Aja just stares at her.

“You know, that Australian girl?” Connie says. “With the large bottom?”

“Iggy’s a boy,” he says, adjusting his glasses.

“Or a forty-five-year-old sexual predator,” I joke, even though a month ago, much to Aja’s embarrassment, I popped into his room while he was Skyping one evening to make sure Iggy was, in fact, a ten-year-old kid. “Guess we’ll never know, right, Aja?”

He fixes me with his serious look. “You do know. You saw him. Can I go back to my room now?”

“No,” I say. “I figured out your punishment. Today, you’ll be unpacking all of the boxes we have left until you find the rest of my coffee mugs.”

“OK,” he says. That’s the weird dichotomy about Aja—he’s surprisingly easygoing when he wants to be. Doesn’t throw tantrums or get sullen like most other kids his age.

“OK, then,” I say. I check my watch again. I have to leave. I can’t miss the train into the city and risk being late. “Thanks again, Con.”

“Go,” she says. “We’ll be fine.”

“Aja, be good.”

I grab my keys and wallet and start to head out the door.

“Eric?” Aja calls after me—and I know he’s going to say the same thing he’s said to me every morning for the past six weeks. “Don’t forget to look for a wheelchair!”

That damned wheelchair.



LATER THAT NIGHT—MUCH later, since the train stopped for an interminable fifty minutes between Secaucus and Newark, leaving me to believe, briefly, that I would never, ever make it home—I walk into the quiet apartment, lugging an adult-size wheelchair behind me. I finally found it at a Goodwill store in Harlem for $25, taking the entirety of my lunch break to call every secondhand store in the city before I found one. I felt a little guilty for buying it, possibly taking it away from someone who really needs it. But I promised myself I’d return it when Aja was done—and make a monetary donation to the nonprofit while I was at it.

Connie’s reading on the couch. She stands up when she sees me.

“How was work?” she asks.

The question stops me in my tracks. It’s been so long—at least the two years since the divorce and probably even many years before that—since someone asked me that at the end of the day. Since someone cared. I didn’t realize how much I missed it—not Stephanie, just someone—until this moment.

“Good,” I say. “Aja?”

“Asleep,” she says. “He’s a good kid.”

“I know.” I grin a little. He’s frustrating as all get-out. But there’s no denying that he is good. Genuinely better than most other humans. I lean the wheelchair up against the wall where he’ll see it first thing in the morning.

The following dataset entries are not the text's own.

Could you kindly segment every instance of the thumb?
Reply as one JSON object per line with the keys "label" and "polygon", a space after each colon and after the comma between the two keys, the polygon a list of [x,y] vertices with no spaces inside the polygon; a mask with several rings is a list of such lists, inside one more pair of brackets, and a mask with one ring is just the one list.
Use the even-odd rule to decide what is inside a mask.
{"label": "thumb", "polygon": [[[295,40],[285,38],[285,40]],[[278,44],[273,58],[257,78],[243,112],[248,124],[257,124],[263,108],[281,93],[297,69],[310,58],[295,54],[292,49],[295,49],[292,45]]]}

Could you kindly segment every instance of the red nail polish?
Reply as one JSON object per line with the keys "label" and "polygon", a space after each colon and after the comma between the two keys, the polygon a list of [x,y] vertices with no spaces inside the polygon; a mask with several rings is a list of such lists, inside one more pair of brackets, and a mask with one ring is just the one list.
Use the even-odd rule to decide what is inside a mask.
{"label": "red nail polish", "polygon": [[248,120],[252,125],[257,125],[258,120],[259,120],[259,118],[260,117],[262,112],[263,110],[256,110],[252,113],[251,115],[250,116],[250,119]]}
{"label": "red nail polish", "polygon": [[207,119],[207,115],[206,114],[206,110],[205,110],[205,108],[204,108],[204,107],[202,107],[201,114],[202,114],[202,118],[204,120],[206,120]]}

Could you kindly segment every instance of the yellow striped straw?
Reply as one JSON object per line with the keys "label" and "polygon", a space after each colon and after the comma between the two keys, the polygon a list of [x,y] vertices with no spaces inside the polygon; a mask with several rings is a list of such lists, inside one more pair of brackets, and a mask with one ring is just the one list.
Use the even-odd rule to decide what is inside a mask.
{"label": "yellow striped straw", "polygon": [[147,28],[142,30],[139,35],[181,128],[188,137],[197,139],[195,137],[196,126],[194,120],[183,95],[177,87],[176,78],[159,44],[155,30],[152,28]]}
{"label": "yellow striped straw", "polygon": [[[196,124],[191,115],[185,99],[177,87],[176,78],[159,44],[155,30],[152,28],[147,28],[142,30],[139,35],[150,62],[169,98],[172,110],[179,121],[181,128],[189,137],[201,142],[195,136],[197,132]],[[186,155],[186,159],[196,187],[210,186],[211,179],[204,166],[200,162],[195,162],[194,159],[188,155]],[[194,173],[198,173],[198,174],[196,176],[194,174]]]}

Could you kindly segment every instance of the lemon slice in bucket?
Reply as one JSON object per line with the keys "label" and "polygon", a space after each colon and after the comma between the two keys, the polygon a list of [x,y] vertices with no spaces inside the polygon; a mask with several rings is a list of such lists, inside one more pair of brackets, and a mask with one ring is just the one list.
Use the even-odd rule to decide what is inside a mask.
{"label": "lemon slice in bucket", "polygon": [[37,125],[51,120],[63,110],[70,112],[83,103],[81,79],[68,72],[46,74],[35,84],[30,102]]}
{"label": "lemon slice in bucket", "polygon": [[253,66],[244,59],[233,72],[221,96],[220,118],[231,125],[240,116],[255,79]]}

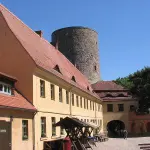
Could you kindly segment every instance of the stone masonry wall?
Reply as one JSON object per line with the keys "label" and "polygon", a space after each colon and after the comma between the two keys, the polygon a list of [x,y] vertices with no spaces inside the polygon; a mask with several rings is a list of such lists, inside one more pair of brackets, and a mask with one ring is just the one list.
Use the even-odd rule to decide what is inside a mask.
{"label": "stone masonry wall", "polygon": [[84,27],[68,27],[52,33],[52,43],[91,83],[100,80],[97,32]]}

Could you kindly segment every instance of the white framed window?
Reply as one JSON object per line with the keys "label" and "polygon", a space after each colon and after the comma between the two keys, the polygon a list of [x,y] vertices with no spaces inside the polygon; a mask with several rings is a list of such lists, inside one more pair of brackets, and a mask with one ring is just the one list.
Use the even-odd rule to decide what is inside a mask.
{"label": "white framed window", "polygon": [[0,82],[0,93],[11,95],[11,85]]}

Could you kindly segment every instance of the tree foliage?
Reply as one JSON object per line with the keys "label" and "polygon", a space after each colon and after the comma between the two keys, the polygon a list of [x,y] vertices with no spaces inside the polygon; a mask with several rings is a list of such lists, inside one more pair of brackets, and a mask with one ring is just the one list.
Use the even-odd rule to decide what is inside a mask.
{"label": "tree foliage", "polygon": [[118,78],[115,82],[138,97],[140,111],[147,111],[150,108],[150,67],[138,70],[127,77]]}

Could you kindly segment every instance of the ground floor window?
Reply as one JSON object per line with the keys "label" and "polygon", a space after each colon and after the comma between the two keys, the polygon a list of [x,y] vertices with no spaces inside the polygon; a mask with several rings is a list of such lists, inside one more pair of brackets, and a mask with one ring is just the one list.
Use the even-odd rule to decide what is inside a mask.
{"label": "ground floor window", "polygon": [[22,139],[28,139],[28,120],[22,120]]}
{"label": "ground floor window", "polygon": [[46,117],[41,117],[41,137],[46,137]]}
{"label": "ground floor window", "polygon": [[[63,120],[63,118],[60,118],[60,121],[61,121],[61,120]],[[61,135],[64,135],[64,128],[63,128],[63,127],[60,127],[60,134],[61,134]]]}
{"label": "ground floor window", "polygon": [[56,135],[56,126],[55,126],[55,123],[56,123],[56,118],[52,117],[52,136]]}

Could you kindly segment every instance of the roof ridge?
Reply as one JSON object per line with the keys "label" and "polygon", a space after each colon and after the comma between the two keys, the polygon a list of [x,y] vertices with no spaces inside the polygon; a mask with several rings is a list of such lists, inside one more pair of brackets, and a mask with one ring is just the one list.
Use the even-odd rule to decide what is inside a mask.
{"label": "roof ridge", "polygon": [[[15,14],[13,14],[9,9],[7,9],[4,5],[0,5],[3,9],[5,9],[6,11],[8,11],[12,16],[14,16],[18,21],[20,21],[23,25],[25,25],[33,34],[35,34],[39,39],[41,39],[41,40],[43,40],[44,42],[46,42],[46,43],[48,43],[53,49],[55,49],[55,50],[57,50],[58,51],[58,53],[60,53],[60,54],[62,54],[58,49],[56,49],[52,44],[50,44],[45,38],[43,38],[43,37],[40,37],[37,33],[35,33],[35,31],[34,30],[32,30],[27,24],[25,24],[21,19],[19,19]],[[6,21],[7,22],[7,21]],[[11,30],[12,31],[12,30]],[[13,32],[14,33],[14,32]],[[15,35],[16,36],[16,35]],[[18,39],[18,38],[17,38]],[[62,54],[63,55],[63,54]],[[64,56],[64,55],[63,55]],[[65,56],[64,56],[65,57]],[[65,57],[65,59],[67,60],[67,61],[69,61],[66,57]],[[52,61],[52,60],[51,60]],[[69,61],[70,62],[70,61]],[[55,65],[55,63],[52,61],[52,63]],[[71,62],[70,62],[70,64],[73,66],[73,67],[75,67]],[[60,67],[61,68],[61,67]],[[63,69],[65,69],[66,70],[66,68],[63,68]],[[80,72],[77,68],[76,68],[76,70],[78,71],[78,73]],[[66,70],[67,72],[68,72],[68,70]],[[70,73],[70,75],[71,75],[71,72],[69,71],[69,73]],[[81,72],[80,72],[81,73]],[[81,73],[82,74],[82,73]],[[84,78],[86,78],[83,74],[82,74],[82,76],[84,77]],[[86,80],[87,80],[87,78],[86,78]],[[87,82],[88,82],[88,80],[87,80]],[[88,82],[89,83],[89,82]],[[90,85],[90,83],[89,83],[89,85]]]}
{"label": "roof ridge", "polygon": [[[25,25],[29,30],[31,30],[36,36],[39,36],[37,33],[35,33],[35,31],[33,31],[27,24],[25,24],[21,19],[19,19],[19,17],[17,17],[15,14],[13,14],[9,9],[7,9],[4,5],[0,4],[0,6],[2,7],[2,9],[5,9],[6,11],[8,11],[12,16],[14,16],[18,21],[20,21],[23,25]],[[42,38],[42,37],[41,37]]]}

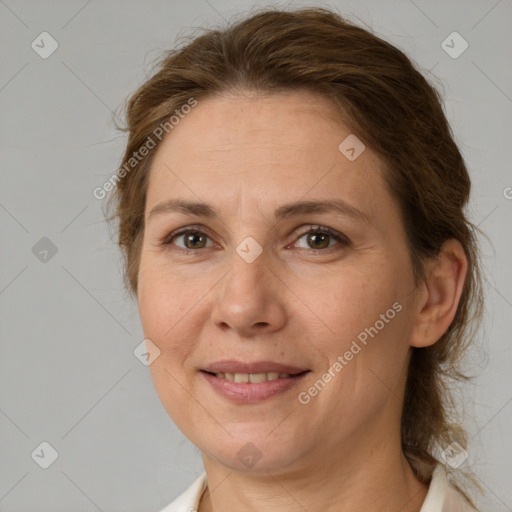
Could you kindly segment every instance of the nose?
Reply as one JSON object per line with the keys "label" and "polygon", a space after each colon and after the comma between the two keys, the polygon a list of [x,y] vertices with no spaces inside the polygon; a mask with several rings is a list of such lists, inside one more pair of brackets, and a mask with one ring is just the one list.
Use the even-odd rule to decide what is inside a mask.
{"label": "nose", "polygon": [[250,263],[234,252],[231,270],[217,287],[212,320],[239,337],[278,331],[287,318],[283,292],[265,251]]}

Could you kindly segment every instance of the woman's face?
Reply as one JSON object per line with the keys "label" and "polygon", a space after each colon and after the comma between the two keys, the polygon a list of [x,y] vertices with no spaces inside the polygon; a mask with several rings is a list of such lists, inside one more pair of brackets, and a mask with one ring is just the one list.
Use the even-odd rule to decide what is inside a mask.
{"label": "woman's face", "polygon": [[329,109],[306,92],[201,100],[151,169],[151,376],[182,432],[232,469],[327,467],[400,438],[416,297],[404,227],[377,156],[340,149],[350,130]]}

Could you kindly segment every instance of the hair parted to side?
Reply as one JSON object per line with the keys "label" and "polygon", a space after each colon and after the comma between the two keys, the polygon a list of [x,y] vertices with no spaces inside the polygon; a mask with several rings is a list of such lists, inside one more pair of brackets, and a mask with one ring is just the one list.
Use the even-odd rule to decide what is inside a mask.
{"label": "hair parted to side", "polygon": [[[324,8],[265,8],[223,30],[205,29],[165,52],[154,74],[126,107],[125,165],[134,152],[194,98],[230,92],[305,90],[330,100],[333,111],[385,163],[384,177],[400,205],[416,282],[424,262],[451,238],[463,246],[468,273],[456,316],[432,346],[412,348],[402,414],[402,447],[428,483],[436,449],[467,446],[449,390],[466,380],[460,363],[483,311],[478,228],[466,218],[470,179],[439,94],[397,48]],[[172,133],[170,134],[172,136]],[[156,148],[118,180],[109,199],[128,288],[137,293],[148,175]],[[448,468],[449,469],[449,468]],[[481,489],[472,473],[458,474]],[[468,501],[468,486],[452,478]]]}

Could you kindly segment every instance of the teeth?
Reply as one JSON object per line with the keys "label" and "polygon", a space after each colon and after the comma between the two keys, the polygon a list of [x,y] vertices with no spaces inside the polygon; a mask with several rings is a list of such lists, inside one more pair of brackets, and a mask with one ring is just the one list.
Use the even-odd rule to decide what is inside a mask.
{"label": "teeth", "polygon": [[267,380],[287,379],[289,373],[267,372],[267,373],[217,373],[219,379],[226,379],[230,382],[266,382]]}

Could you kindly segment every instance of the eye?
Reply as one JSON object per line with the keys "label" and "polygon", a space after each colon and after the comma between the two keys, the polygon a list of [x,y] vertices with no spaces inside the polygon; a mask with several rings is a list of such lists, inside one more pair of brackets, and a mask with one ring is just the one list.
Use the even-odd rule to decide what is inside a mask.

“We found the coffee mugs,” she says.

“You did?”

“Yep. In the box marked ‘board games, poker chips, and miscellaneous,’ of all places.”

I look at her. “I have poker chips?”

“You do.”

“Huh.” I toss my wallet and keys on the side table next to the couch. “Well, thanks,” I say. “I really mean it. Same time tomorrow?”

“Yeah,” she says, moving to gather her things. “Oh, and we found something else.”

“I hope it’s the cereal bowls,” I say. “I can’t find those either. Aja’s been eating his Rice Chex out of a ceramic tureen.”